Je ne suis pas particulièrement fana de Donizetti, pas plus que de Rossini d'ailleurs. Mais bon, il y a bien des airs plaisants dans Roberto Devereux qu'on retient tout de suite et qu'on fredonne en sortant.
Et puis, la distribution et le travail de reconstitution historique fait par David McVicar pour le spectacle du MET diffusé dans les salles Gaumont méritent amplement qu'on s'y arrête!
Scénario (très librement.....) inspiré par un épisode de la vie de la Reine Vierge. Vierge, certes, mais plusieurs fois fiancée et plusieurs fois entichée de favoris, depuis le célèbre Lord Dudley, alors qu'elle n'avait encore que vingt cinq ans, jusqu'à Robert Devereux, comte d'Essex alors qu'elle en avait..... soixante cinq..... Aïe aïe aïe! Il semble bien que Devereux ait encouragé cette passion en laissant croire qu'elle était réciproque... Mais Devereux, qui était un crétin, fomenta toutes sortes de trucs louches derrière le dos d'Elizabeth, qui dût se résoudre à le faire décapiter, mais il paraît qu'elle s'enfermait parfois pour le pleurer.... brave petit coeur!
Comme la passion d'une vieillarde pour un crétin ne saurait faire un opéra, deux personnages imaginaires font leur apparition: le duc de Nottingham, meilleur ami de Robert /Roberto; et son épouse Sarah -dont hélas Roberto est amoureux et c'est réciproque. Elizabeth comprend qu'elle a une rivale.... et sa jalousie maladive n'a plus de limite! Quant au mari, il va tomber des nues comme tous les maris et ça ne lui fait pas plaisir non plus, bref, tout ça ne peut que mal finir.
David McVicar a donc choisi de faire une superbe reconstitution. Le décor, unique, est une salle d'apparat. Des figurants en costume d'époque sont toujours présents; quant aux tenues de la Reine, elles sont somptueuses, des reconstitutions de ces robes rebrodées d'or et de pierreries, recouvertes de bijoux, avec leurs collerettes roides que l'on voit sur tous les portraits d'Elizabeth, et Dieu sait qu'il y en a!!
Les deux rôles d'homme sont tenus par le rondouillard (mais excellent) ténor Matthew Polenzani et le baryton Marius Kwiecen et Sarah est chanté brillamment, même si on a l'impression que ce n'est pas exactement sa tessiture, par la belle mezzo lettone Elina Garanca.
Et enfin, il y a le phénomène Sondra Radvanovski!

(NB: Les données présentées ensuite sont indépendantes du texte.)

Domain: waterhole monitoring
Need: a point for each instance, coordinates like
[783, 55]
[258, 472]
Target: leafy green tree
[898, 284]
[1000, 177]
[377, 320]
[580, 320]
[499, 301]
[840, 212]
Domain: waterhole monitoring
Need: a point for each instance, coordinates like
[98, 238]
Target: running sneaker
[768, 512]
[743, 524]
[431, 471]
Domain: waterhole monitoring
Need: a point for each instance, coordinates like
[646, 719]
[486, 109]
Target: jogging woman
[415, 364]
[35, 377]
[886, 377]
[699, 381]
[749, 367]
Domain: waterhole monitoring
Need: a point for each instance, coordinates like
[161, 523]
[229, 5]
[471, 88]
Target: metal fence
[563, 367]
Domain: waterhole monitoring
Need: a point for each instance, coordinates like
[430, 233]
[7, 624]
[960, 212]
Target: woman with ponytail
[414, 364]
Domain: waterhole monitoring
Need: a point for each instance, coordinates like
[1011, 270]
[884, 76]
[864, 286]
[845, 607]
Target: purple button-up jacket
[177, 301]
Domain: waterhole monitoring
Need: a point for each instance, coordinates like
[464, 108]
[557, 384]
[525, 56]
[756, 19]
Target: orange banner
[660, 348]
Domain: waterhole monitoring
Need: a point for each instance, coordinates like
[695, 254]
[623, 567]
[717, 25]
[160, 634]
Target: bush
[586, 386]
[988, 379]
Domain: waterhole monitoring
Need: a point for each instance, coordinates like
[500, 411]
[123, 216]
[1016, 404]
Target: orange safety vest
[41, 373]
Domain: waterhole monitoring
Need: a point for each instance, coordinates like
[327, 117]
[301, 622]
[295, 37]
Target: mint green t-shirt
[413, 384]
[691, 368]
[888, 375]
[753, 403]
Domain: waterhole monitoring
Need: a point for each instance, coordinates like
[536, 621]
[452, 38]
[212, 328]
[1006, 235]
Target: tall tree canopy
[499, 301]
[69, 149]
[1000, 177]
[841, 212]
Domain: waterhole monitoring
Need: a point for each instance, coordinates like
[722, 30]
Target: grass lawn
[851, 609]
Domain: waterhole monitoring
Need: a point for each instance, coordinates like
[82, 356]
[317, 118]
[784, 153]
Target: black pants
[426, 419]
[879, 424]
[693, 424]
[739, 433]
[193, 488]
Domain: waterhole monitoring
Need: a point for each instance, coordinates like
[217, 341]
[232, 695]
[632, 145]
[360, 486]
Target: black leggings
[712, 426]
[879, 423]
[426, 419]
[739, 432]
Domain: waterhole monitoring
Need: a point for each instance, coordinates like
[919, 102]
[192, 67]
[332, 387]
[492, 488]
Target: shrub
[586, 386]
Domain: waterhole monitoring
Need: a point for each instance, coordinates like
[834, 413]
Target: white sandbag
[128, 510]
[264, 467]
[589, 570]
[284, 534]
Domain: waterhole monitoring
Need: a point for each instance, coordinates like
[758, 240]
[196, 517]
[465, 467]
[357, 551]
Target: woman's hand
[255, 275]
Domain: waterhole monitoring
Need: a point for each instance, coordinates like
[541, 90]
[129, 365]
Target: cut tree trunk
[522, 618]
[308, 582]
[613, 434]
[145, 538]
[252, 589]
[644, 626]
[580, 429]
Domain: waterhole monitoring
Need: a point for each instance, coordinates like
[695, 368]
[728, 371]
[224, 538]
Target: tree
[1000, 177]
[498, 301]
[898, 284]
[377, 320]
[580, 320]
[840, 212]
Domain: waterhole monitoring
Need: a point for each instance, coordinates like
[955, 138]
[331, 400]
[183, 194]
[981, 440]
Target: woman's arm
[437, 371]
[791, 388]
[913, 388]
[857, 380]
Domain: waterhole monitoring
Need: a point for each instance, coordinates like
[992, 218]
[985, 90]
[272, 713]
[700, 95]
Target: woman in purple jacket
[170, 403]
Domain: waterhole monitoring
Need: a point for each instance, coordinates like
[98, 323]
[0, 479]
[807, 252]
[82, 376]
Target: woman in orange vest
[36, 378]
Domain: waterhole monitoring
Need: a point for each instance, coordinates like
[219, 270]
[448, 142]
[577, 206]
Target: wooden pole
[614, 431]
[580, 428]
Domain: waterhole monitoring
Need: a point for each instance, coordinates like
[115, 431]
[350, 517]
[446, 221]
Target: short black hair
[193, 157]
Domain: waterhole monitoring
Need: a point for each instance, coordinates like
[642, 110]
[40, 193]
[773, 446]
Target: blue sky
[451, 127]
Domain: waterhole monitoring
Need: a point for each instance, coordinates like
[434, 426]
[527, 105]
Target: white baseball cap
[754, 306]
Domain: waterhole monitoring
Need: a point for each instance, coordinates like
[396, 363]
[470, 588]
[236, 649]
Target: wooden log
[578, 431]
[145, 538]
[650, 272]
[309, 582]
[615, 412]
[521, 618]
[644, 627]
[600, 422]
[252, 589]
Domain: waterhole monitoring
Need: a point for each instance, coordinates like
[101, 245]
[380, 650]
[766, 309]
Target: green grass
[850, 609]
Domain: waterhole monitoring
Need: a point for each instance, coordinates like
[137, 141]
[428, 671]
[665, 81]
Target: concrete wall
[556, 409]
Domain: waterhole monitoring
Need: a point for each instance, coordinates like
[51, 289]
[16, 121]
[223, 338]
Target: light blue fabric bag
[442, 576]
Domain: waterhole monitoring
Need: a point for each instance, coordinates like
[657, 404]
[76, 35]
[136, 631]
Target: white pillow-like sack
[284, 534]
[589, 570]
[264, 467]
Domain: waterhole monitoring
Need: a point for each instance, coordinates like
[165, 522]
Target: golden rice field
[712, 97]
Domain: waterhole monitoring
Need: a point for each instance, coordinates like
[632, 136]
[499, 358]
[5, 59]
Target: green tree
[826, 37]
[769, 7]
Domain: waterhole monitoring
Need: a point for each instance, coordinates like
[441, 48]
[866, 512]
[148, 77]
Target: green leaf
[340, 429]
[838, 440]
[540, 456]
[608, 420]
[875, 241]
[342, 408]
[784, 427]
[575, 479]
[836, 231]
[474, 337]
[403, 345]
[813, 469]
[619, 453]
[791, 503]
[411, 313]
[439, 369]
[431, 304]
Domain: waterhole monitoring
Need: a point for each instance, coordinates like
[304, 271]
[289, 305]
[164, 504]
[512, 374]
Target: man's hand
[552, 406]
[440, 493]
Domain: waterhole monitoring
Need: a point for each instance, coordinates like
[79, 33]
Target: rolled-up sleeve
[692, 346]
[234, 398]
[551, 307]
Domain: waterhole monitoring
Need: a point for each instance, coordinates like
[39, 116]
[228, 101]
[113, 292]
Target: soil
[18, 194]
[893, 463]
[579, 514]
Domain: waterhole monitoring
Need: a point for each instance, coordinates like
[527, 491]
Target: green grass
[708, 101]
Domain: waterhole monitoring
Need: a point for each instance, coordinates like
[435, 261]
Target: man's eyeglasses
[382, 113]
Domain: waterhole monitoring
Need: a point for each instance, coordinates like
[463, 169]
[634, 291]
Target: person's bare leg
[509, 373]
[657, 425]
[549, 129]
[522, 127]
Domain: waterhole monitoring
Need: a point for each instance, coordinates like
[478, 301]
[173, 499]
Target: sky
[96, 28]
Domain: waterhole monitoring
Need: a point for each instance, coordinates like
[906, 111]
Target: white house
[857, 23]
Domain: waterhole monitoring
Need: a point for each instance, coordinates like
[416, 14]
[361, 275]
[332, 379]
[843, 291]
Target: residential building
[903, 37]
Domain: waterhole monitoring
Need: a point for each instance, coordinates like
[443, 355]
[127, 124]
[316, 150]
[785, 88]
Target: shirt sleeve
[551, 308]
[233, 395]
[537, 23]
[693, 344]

Sa voix est sublime, passant d'éclats rageurs aux pianissimi les plus impalpables (le rôle est terrible) -et elle incarne Elizabeth comme je n'ai jamais vu chanteuse le faire! Le visage plâtré avec des pommettes grotesquement rougies, le corps roide au point de renverser la tête en arrière sur sa collerette, cette expression de méchanceté qui tourne au désarroi, lorsqu'au dernier acte (Robert va être exécuté, Robert est mort), en chemise, elle arrache sa perruque montrant cette tête à demi chauve, couverte de rares cheveux blancs, elle est à la fois pathétique et terrifiante, c'est du grand, grand théâtre.... Ah, il est plus courant à l'opéra de voir de très jeunes héroïnes interprétées par des chanteuses qui ont vu le loup.... et même la meute.... Bref c'est magnifique! D'ailleurs c'est elle qui vient saluer en dernier, et pas le rôle titre. Et le public new yorkais est hystérique!
Si ce spectacle sort en dvd, il faudra sauter dessus!